The German logistics giant Deutsche Post said on Monday it would cut 9,500 jobs as part of restructuring of the loss-making DHL express mail delivery activities in the United States.
Deutsche Post said in a statement that the restructuring, involving the winding up of DHL's domestic US air and ground operations, would cost about three billion euros (3.9 billion dollars).
The group "will focus its express business in the US on its core international competencies and exit the domestic air and ground express service in the country by the end of January," a statement said.
"The international express offering in the US will be maintained on today's levels and the region will remain an integral part of DHL's global Express network," it added.

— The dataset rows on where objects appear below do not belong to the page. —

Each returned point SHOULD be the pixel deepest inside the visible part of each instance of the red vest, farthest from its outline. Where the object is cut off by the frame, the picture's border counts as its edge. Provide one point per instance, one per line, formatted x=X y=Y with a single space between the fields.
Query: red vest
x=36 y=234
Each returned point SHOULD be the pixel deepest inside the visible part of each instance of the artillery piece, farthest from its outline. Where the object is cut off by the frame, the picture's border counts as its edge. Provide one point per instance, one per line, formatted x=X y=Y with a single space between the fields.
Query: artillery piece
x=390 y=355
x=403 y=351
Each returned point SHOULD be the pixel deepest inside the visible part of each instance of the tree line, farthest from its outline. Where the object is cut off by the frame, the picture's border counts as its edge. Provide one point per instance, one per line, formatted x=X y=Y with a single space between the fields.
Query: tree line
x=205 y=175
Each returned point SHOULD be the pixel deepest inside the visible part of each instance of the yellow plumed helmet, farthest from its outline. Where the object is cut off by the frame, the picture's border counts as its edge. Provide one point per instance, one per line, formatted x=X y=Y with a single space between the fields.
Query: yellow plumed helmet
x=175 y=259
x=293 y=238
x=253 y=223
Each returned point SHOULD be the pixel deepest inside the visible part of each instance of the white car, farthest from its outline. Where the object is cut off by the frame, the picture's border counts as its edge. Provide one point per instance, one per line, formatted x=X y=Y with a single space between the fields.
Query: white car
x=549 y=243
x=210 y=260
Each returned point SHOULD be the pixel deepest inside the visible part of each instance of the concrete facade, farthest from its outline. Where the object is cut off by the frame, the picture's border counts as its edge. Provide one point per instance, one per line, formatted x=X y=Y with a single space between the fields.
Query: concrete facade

Annual operating costs at its DHL U.S. Express unit "will be reduced from 5.4 billion dollars (4.2 billion euros) to less than one billion dollars."
The group said it would also cut other spending by another one billion euros by the end of 2010, updating a previous forecast of a 500 million euro reduction in 2009.
Deutsche Post, in which the government holds a 31 percent stake, nonetheless warned that it "will probably see a full-year reported net loss for 2008."
The Frankfurter Allgemeine Zeitung newspaper had said earlier on Monday that Deutsche Post "assesses for this year alone at 1.3 billion dollars, or five million dollars a day, the loss recorded in the United States."
But the German logistics giant said its nine-month core earnings had gained 1.3 percent to 1.6 billion euros, on sales that rose by 2.3 percent to 40.5 billion euros.
The price of shares in the group jumped by 8.82 percent to 10.18 euros in midday trading, while the DAX index of leading shares had gained 3.17 percent overall.